The data isn’t connected. It can be anything from dense legal contracts to chaotic Slack transcripts. There’s no context when you’re lucky and the wrong context when you’re not. And what makes the junkyard even junkier? We often smash our junk into smaller “chunks,” further stripping it of what little context it had.

This brings us back to the Oracle and the Librarian. The LLM is the Oracle — like a sweet and mysterious cookie-baking gramma, it appears to know everything, even when it doesn’t. We build RAG to give this brilliant but unreliable Oracle a meticulous Librarian to ground it in fact.

But how can we expect the Librarian to do their job with honor when we’ve placed them in a junkyard?

Welcome to the Junkyard

The problems in the RAG junkyard are unique. On the query side, user behavior is completely different:

  1. Users talk, they don’t search. They chat with the LLM as if it’s a person, meaning queries are often long, conversational, and lack clear keywords.
  2. Context is assumed, not given. Users expect the LLM to remember past conversations or possess universal knowledge. They’ll say things like, “What was that important thing I told you last week?” Good luck retrieving for that.

On the system side, the challenges are just as daunting:

  1. Context Rot. Even if you can afford to retrieve dozens of documents to ensure you find the right fact (a costly process in itself), you run into a new problem: flooding the LLM with too much context can drown out the correct answer and degrade its reasoning.
  2. Contradictions are everywhere. When you pull disconnected chunks from different documents, they often appear to contradict each other. Without the original structure, the LLM is left to guess which fact is correct.

These are the battles RAG builders fight every day. The “R” is hard not because we lack algorithms, but because algorithms are useless without their favorite partner: data structures. The files and texts we pour into RAG systems lack the metadata, hierarchy, and connectivity of the web.

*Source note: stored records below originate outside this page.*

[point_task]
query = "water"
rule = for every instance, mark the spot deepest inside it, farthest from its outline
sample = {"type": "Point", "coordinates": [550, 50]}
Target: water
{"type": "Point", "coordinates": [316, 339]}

Faced with this junkyard of problems, the industry is realizing we can’t just invent better retrieval algorithms. We have to become better data curators.

Like any junk yard, the yard itself is innocent; it’s the lack of organization that creates the mess. We’re now seeing the rise of “Context Engineering” as a dedicated discipline. We see companies like Databricks building entire businesses around data processing, governance, and lineage. It took the near-arrival of AGI for us to finally understand that “Big Data” was a myth.

Rich, high-quality, and well-structured data is king.

The algorithmic side of search may be a mature field. The data structure side has just begun.